At the Financial Times, we built our first microservices in 2013. We like a microservices-based approach, because by breaking up the system into lots of independently deployable services - making releases small, quick and reversible - we can deliver more value, more quickly, to our customers and we can run hundreds of experiments a year.
However, to benefit from this new approach we had to make some pretty big changes to our culture. I don’t think we’d have been successful in adopting microservices without also adopting devops. Our delivery teams are responsible for building stable, resilient systems and fixing them when they go wrong.
So how do we go about building stable, resilient systems from microservices? And how do we make sure we can fix any problems as quickly as possible?

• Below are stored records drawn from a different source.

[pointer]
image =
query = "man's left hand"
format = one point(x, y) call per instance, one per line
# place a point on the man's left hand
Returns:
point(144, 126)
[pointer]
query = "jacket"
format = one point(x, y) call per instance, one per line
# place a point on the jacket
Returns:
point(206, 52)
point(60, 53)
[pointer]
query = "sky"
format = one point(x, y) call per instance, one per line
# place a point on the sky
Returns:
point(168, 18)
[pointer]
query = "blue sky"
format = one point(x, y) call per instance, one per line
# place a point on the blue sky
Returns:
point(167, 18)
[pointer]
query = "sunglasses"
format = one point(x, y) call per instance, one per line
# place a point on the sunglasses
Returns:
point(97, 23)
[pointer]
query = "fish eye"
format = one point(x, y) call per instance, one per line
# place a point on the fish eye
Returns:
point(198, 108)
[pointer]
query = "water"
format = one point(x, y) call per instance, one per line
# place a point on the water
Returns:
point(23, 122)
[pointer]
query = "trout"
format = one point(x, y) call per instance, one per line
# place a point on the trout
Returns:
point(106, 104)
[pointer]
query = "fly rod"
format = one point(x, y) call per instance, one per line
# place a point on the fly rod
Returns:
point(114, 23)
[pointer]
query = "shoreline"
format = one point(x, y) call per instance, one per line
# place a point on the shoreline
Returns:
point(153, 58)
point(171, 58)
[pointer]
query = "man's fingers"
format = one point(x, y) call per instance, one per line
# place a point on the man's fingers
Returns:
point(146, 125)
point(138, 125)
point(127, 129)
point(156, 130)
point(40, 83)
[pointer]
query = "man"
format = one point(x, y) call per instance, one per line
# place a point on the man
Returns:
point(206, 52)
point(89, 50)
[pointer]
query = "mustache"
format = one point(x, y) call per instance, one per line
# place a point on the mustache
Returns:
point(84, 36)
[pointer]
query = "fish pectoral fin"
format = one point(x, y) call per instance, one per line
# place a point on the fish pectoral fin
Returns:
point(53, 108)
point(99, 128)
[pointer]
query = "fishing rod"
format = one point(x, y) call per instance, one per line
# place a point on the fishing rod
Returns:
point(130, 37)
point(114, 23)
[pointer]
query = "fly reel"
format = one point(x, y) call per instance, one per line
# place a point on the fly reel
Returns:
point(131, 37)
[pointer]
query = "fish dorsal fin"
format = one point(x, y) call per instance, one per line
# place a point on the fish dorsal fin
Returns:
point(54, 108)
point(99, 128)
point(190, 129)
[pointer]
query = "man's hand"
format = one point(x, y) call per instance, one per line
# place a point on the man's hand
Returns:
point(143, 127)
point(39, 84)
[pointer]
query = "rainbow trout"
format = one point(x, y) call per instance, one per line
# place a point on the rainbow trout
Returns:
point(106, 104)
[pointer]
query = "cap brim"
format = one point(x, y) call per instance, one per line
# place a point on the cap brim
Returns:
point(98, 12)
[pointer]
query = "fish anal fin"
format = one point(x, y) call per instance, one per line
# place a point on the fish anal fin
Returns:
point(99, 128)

I’ll talk about building necessary operational capabilities in from the start: how monitoring can help you work out when something has gone wrong and how observability tools like log aggregation, tracing and metrics can help you fix it as quickly as possible.
We’ve also now being building microservice architectures for long enough to start to hit a whole new set of problems. Projects finish and teams move on to another part of the system, or maybe an entirely new system. So how do we reduce the risk of big issues happening once the team gets smaller and there start to be services that no-one in the team has ever touched?

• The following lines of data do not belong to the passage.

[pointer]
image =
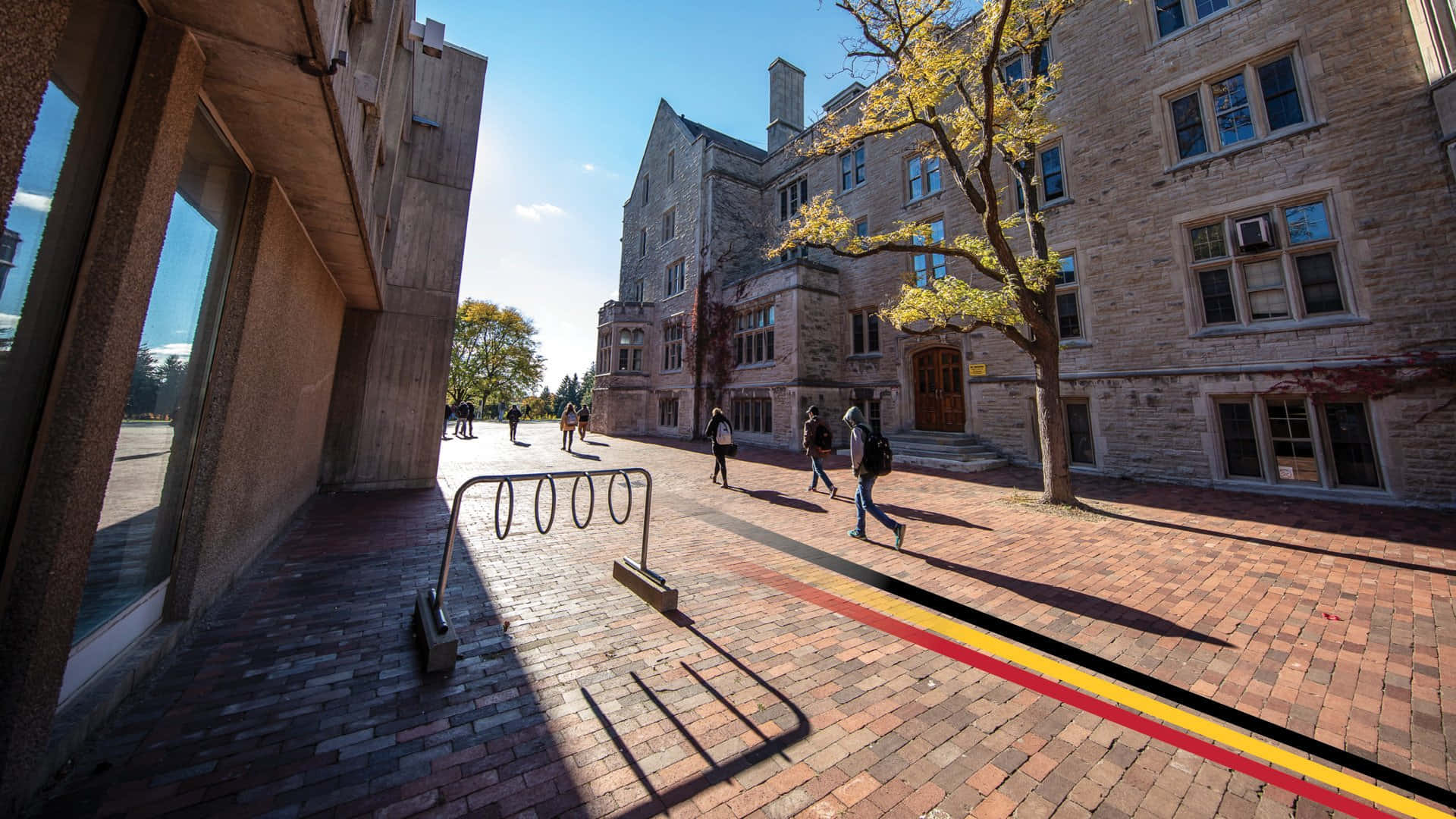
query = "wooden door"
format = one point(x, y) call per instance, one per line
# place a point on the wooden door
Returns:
point(940, 398)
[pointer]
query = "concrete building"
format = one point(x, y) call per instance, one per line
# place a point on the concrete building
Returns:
point(1254, 205)
point(232, 256)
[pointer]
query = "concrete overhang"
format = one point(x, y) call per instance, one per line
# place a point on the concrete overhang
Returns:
point(286, 121)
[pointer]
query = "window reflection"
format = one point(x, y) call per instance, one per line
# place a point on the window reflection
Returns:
point(133, 548)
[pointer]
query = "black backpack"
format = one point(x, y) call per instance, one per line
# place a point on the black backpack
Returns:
point(877, 453)
point(823, 438)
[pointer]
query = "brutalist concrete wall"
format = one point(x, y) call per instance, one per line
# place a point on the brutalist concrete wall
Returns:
point(73, 449)
point(258, 450)
point(383, 428)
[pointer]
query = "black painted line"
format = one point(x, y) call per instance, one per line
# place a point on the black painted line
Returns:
point(1082, 657)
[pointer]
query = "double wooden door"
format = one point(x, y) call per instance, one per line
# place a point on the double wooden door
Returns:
point(940, 397)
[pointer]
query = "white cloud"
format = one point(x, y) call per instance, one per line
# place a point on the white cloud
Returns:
point(180, 350)
point(536, 212)
point(33, 202)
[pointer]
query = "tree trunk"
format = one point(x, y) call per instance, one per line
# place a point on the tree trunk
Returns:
point(1052, 423)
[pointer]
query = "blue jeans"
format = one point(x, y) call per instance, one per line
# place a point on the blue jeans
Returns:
point(864, 502)
point(817, 471)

The next legacy systems are going to be microservices, not monoliths, and you need to be working now to prevent that causing a lot of pain in the future.
You need to find ways to maintain active ownership of any service that is important to your company. This means knowing exactly what services are out there, whether they are important, and making sure people know they are on the hook if there is a problem. It also means making it as easy for people to restore service and get up to speed on this functionality they may never have looked at before.